また、本実施形態においては、上述した漁網Nの繰り出し作業中、ネットホーラ80の回転速度(漁網Nの巻き揚げ速度)と、網捌手段60の回転速度(網捌手段60を構成する網捌部62から繰り出される漁網Nの繰り出し速度)と、アーム部320を構成する各回転ローラ部の回転速度とが、「ローラ部の回転速度>捌手段60の回転速度>ネットホーラ80の回転速度」という関係を有すべく構成されている。

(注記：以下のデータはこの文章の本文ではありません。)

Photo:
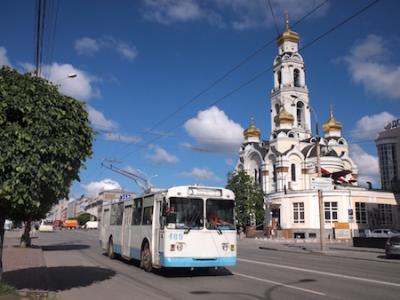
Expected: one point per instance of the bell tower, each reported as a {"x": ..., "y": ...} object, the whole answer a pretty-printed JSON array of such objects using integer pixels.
[{"x": 290, "y": 89}]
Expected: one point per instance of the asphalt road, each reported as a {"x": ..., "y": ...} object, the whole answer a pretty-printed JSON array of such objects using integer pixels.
[{"x": 78, "y": 269}]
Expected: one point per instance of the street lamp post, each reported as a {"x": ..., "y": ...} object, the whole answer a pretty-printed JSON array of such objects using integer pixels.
[
  {"x": 71, "y": 75},
  {"x": 320, "y": 197}
]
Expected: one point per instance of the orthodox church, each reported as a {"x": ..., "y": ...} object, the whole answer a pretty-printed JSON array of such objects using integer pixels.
[{"x": 286, "y": 165}]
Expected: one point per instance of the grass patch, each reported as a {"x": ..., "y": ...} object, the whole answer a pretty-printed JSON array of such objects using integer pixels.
[{"x": 6, "y": 289}]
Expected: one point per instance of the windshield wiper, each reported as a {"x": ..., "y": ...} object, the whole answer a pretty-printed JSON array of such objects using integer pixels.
[{"x": 187, "y": 229}]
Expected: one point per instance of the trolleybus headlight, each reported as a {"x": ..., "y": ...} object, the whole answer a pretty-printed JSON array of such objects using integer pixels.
[
  {"x": 225, "y": 246},
  {"x": 179, "y": 246}
]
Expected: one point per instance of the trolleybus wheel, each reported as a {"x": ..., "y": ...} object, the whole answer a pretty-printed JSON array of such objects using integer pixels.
[
  {"x": 146, "y": 262},
  {"x": 110, "y": 250}
]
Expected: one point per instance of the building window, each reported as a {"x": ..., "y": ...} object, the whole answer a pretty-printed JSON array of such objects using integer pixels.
[
  {"x": 330, "y": 212},
  {"x": 298, "y": 212},
  {"x": 296, "y": 77},
  {"x": 385, "y": 214},
  {"x": 388, "y": 165},
  {"x": 293, "y": 171},
  {"x": 361, "y": 213},
  {"x": 300, "y": 114}
]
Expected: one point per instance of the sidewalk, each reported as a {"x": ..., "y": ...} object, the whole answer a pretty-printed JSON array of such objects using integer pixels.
[
  {"x": 343, "y": 249},
  {"x": 24, "y": 269}
]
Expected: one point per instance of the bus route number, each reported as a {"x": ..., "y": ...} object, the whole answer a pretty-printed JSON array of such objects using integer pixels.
[{"x": 175, "y": 236}]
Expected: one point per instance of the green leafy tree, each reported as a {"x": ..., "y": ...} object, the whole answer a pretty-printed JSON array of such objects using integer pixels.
[
  {"x": 249, "y": 197},
  {"x": 45, "y": 137}
]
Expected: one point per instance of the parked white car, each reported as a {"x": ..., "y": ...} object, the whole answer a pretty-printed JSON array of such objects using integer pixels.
[
  {"x": 92, "y": 225},
  {"x": 8, "y": 225},
  {"x": 46, "y": 226}
]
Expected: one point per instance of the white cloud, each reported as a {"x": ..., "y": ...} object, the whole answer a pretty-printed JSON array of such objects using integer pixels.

このように、本実施形態によれば、アーム部320(を構成する回転ローラ部)の回転速度と、網捌手段60の回転速度と、ネットホーラ80の回転速度とが、上述した関係を有するため、アーム部320は、網捌手段60にて繰り出されている漁網Nを下に降ろすべく機能する。したがって、本実施形態によれば、アーム部320自体には、上に持ち上げられる方向に力が作用し、アーム部320に大きな負荷(重力方向の負荷)が作用しないため、アーム部320の片持ち支持構造(旋網漁船1の左舷1A側のみの片持ち支持構造)を比較的簡単な構成にて実現することができる。
さらに、本実施形態にかかるアーム部320は、より円弧に近い湾曲形状に構成されているため、効果的に、網台90の幅一杯に広げながら網台90内に漁網Nを収容することができる。また、このような構成によれば、必要に応じて、アーム部320の右方位置(図10等参照)に設けられた第一回転ローラ部321にて、漁網Nの端部側に設けられた浮子あるいは沈子を適切に送り出しながら、漁網収容作業を行うこともできる。

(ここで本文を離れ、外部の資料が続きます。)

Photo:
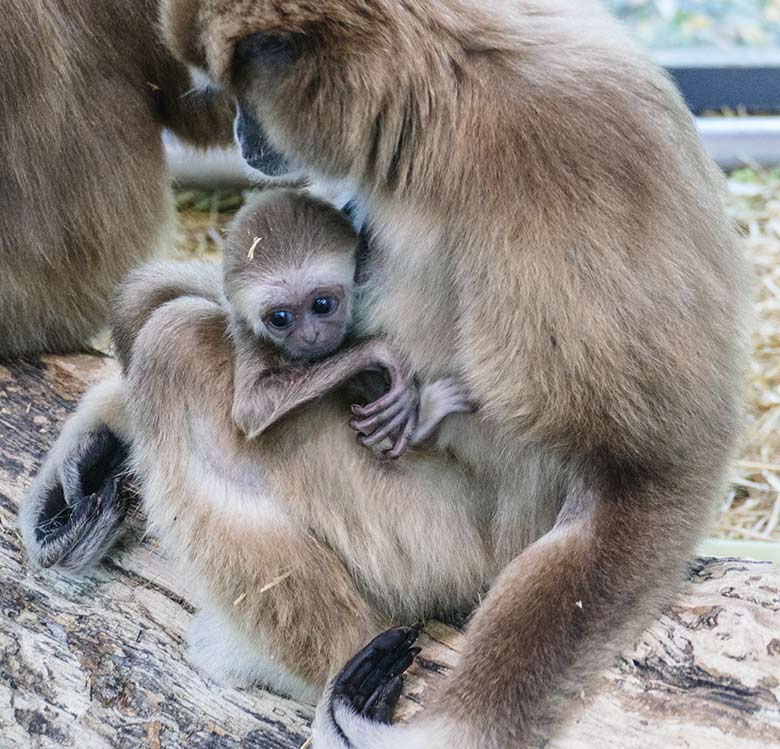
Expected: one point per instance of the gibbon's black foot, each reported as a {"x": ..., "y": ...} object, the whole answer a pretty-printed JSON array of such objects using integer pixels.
[
  {"x": 371, "y": 682},
  {"x": 82, "y": 512}
]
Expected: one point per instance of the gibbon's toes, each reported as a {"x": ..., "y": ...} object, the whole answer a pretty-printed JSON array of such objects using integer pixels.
[
  {"x": 371, "y": 682},
  {"x": 381, "y": 706},
  {"x": 83, "y": 512}
]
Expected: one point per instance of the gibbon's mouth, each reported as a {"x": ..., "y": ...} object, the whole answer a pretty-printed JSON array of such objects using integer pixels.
[{"x": 255, "y": 148}]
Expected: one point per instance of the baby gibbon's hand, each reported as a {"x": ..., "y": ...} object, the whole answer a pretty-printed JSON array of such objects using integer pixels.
[{"x": 394, "y": 415}]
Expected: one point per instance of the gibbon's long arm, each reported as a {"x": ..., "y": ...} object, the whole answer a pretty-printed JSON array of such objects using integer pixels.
[
  {"x": 74, "y": 511},
  {"x": 598, "y": 567},
  {"x": 263, "y": 395}
]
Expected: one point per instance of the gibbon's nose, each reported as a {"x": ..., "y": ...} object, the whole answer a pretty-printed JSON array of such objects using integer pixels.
[{"x": 310, "y": 336}]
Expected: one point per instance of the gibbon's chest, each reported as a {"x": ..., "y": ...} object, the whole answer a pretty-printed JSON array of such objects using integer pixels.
[{"x": 407, "y": 290}]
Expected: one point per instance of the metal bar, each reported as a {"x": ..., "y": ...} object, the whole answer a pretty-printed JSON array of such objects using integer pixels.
[{"x": 732, "y": 142}]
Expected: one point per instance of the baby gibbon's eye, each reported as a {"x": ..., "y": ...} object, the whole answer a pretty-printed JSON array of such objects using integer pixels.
[
  {"x": 324, "y": 305},
  {"x": 281, "y": 318}
]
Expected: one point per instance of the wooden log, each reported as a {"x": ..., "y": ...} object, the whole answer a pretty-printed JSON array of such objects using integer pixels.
[{"x": 102, "y": 662}]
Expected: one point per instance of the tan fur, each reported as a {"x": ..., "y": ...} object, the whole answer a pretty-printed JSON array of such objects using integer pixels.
[
  {"x": 538, "y": 195},
  {"x": 86, "y": 89},
  {"x": 299, "y": 569}
]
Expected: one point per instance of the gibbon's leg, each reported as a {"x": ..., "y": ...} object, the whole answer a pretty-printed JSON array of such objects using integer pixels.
[
  {"x": 73, "y": 513},
  {"x": 599, "y": 569},
  {"x": 220, "y": 650},
  {"x": 366, "y": 691}
]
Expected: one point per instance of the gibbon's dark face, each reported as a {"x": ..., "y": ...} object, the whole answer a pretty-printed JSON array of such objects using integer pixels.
[
  {"x": 310, "y": 325},
  {"x": 263, "y": 58},
  {"x": 255, "y": 148}
]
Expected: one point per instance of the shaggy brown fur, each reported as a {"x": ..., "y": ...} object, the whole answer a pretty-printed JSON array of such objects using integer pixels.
[
  {"x": 538, "y": 195},
  {"x": 85, "y": 91}
]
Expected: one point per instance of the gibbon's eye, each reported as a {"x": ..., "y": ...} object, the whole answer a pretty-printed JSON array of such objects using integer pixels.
[
  {"x": 324, "y": 305},
  {"x": 281, "y": 318}
]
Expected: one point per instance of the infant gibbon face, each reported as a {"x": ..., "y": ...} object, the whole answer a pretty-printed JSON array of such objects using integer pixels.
[
  {"x": 288, "y": 273},
  {"x": 307, "y": 320}
]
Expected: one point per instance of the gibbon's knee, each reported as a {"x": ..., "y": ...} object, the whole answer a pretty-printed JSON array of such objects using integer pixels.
[{"x": 225, "y": 654}]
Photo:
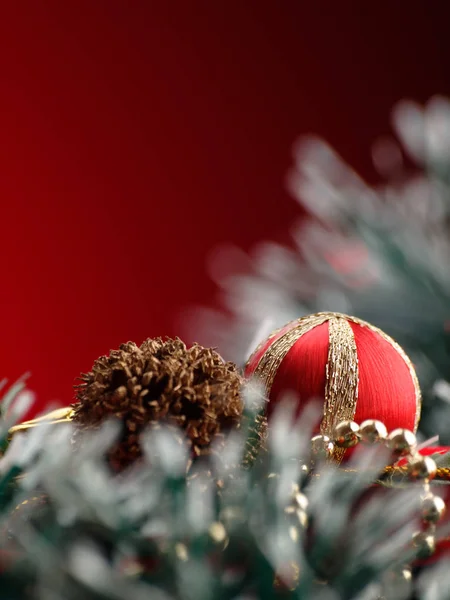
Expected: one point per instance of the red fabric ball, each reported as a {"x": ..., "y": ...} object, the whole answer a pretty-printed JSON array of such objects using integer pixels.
[{"x": 310, "y": 355}]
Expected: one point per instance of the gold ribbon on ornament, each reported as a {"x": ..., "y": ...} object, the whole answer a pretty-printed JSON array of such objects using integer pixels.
[{"x": 341, "y": 370}]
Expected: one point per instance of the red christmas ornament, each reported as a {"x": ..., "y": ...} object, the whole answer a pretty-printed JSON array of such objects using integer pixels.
[{"x": 354, "y": 368}]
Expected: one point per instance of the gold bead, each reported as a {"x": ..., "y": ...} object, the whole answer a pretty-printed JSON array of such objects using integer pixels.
[
  {"x": 421, "y": 467},
  {"x": 425, "y": 543},
  {"x": 301, "y": 501},
  {"x": 321, "y": 447},
  {"x": 345, "y": 434},
  {"x": 401, "y": 441},
  {"x": 372, "y": 431},
  {"x": 433, "y": 508}
]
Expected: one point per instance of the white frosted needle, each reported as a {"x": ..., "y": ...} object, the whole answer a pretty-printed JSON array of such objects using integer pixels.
[{"x": 262, "y": 332}]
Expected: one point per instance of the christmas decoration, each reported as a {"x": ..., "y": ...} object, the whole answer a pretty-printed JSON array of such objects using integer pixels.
[
  {"x": 358, "y": 371},
  {"x": 292, "y": 524},
  {"x": 377, "y": 252}
]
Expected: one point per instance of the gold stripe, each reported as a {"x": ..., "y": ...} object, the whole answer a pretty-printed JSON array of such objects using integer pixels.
[
  {"x": 60, "y": 415},
  {"x": 341, "y": 388},
  {"x": 341, "y": 333},
  {"x": 398, "y": 349},
  {"x": 407, "y": 360},
  {"x": 271, "y": 359}
]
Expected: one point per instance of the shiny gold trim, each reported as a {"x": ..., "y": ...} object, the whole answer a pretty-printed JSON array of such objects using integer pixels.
[
  {"x": 342, "y": 376},
  {"x": 271, "y": 359},
  {"x": 407, "y": 360}
]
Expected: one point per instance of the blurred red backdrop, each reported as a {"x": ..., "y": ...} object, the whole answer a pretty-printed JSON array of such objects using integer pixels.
[{"x": 137, "y": 135}]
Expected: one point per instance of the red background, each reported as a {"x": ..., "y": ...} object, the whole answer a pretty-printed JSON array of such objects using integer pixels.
[{"x": 137, "y": 135}]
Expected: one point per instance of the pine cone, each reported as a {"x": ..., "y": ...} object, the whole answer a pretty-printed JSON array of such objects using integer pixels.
[{"x": 160, "y": 382}]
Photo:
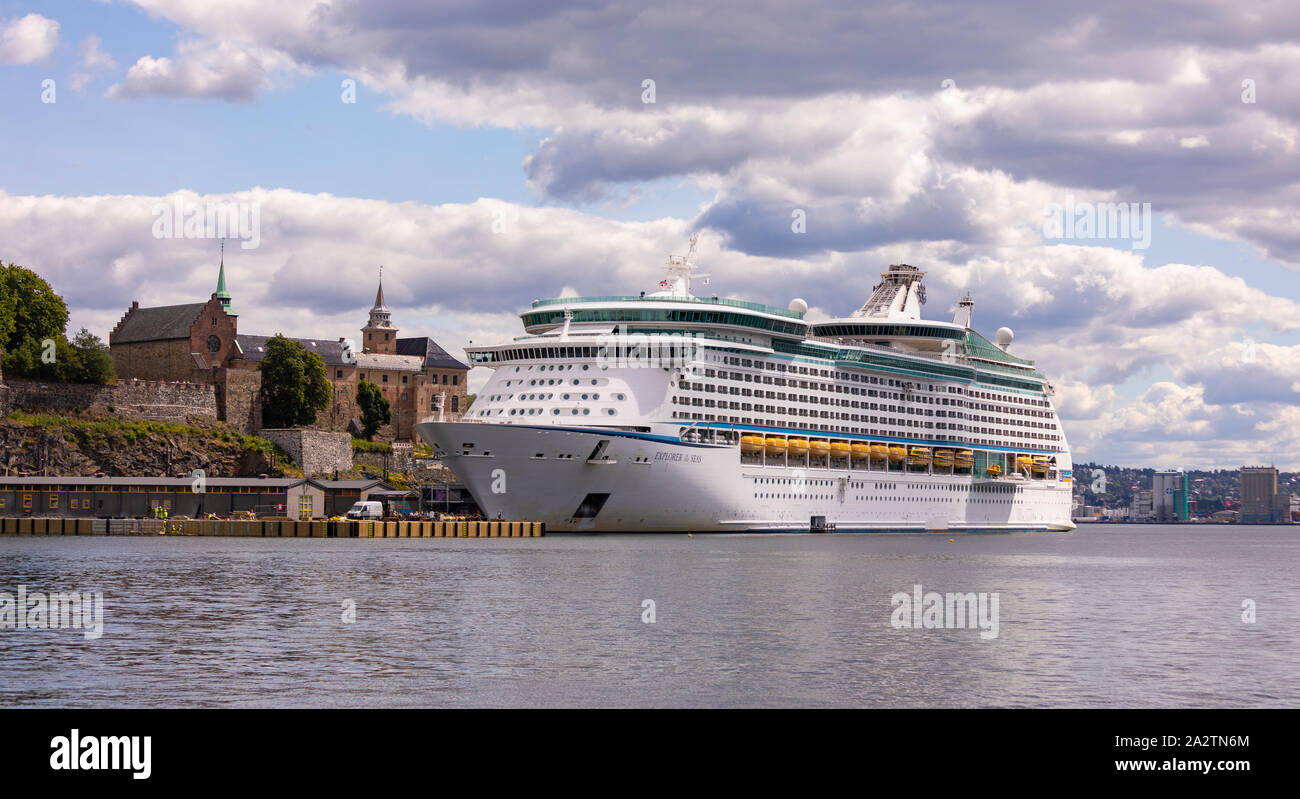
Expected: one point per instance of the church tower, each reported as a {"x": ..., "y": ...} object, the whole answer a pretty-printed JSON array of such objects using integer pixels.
[
  {"x": 380, "y": 335},
  {"x": 222, "y": 292}
]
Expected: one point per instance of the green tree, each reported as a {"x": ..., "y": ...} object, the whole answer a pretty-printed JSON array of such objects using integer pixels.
[
  {"x": 294, "y": 387},
  {"x": 96, "y": 364},
  {"x": 30, "y": 315},
  {"x": 375, "y": 407}
]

また、本実施形態にかかるアーム部320は、その右方位置(図10等参照)に、特別ローラ部339を有している。したがって、本実施形態によれば、この特別ローラ部339を用いることによって、漁網Nの端部側に設けられた浮子あるいは沈子を適切に送り出しながら、漁網収容作業を行うことができる。

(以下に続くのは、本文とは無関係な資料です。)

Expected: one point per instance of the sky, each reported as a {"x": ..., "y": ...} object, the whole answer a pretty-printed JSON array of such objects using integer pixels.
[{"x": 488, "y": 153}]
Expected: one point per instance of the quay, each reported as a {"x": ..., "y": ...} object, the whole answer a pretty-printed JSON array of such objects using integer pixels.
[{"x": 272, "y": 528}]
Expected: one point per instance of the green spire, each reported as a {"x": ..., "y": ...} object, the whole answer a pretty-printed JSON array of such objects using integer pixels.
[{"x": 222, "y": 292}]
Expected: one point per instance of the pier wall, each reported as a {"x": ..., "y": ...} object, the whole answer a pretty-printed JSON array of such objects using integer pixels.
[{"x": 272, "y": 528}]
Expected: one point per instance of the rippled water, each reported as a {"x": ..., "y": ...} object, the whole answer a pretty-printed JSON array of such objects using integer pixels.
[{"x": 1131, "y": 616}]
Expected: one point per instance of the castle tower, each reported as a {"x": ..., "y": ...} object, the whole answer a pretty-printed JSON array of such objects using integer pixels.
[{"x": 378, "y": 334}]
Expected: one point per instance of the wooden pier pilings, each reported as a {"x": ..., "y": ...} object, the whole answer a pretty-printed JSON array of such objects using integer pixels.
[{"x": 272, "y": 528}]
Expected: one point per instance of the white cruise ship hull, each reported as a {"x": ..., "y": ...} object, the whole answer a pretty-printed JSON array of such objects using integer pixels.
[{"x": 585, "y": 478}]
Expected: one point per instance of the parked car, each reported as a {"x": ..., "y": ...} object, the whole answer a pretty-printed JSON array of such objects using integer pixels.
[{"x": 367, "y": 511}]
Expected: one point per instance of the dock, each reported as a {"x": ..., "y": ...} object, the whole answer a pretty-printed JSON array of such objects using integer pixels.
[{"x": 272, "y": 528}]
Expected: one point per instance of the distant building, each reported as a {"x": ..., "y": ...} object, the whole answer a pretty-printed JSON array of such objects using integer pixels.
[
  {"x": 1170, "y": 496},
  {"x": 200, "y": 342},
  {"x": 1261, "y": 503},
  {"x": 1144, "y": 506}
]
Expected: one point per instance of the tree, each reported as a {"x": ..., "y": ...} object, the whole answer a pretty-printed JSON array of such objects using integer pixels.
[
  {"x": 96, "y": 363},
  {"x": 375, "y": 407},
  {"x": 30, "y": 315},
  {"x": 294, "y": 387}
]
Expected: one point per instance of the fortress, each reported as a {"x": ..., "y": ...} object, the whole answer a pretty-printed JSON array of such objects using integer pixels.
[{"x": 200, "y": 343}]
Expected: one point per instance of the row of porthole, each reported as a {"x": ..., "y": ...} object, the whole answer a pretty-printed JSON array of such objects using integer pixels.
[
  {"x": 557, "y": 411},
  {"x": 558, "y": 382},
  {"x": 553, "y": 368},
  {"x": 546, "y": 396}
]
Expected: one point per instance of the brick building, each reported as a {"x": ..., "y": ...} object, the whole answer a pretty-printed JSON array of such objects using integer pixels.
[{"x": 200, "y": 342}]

さらに、本実施形態によれば、第一梁部331と第五回転ローラ部325の右方端部とが第一シリンダ部333によって接続されているため、第五回転ローラ部325の角度を適宜調整することができる。したがって、このような構成によれば、第一梁部331に連結されている特別ローラ部339は、第五回転ローラ部325の角度調整の影響を受けることがなくなる。すなわち、特別ローラ部339は、アーム部320を構成する第五回転ローラ部325の影響を受けることなく、漁網Nの端部側に設けられた浮子あるいは沈子を適切に送り出しながら、漁網収容作業を行うことができる。
また、本実施形態によれば、図10(b)に示すように、第二回転ローラ部322(およびその他の回転ローラ部321,323,324,325,326,327,328,329)は、その外表面に凹部3221および凸部3222を有するローラ外表部3220を用いて構成されており、この凹部3221には、必要に応じて、所定数(本実施形態においては四本)の丸鋼3223が挿入されている。また、本実施形態においては、四本の丸鋼3223を挿入した場合を示しているが、本発明はこの構成に限定されず、必要に応じて、この丸鋼3223の挿入本数は変更可能である。本実施形態は、このように構成されているため、必要に応じて、丸鋼3223の挿入本数を変更して、ゴム製のローラ外表部3220と漁網Nとの接触面積を調整して、第二回転ローラ部322と漁網Nとのすべり状態を調整することが可能となる。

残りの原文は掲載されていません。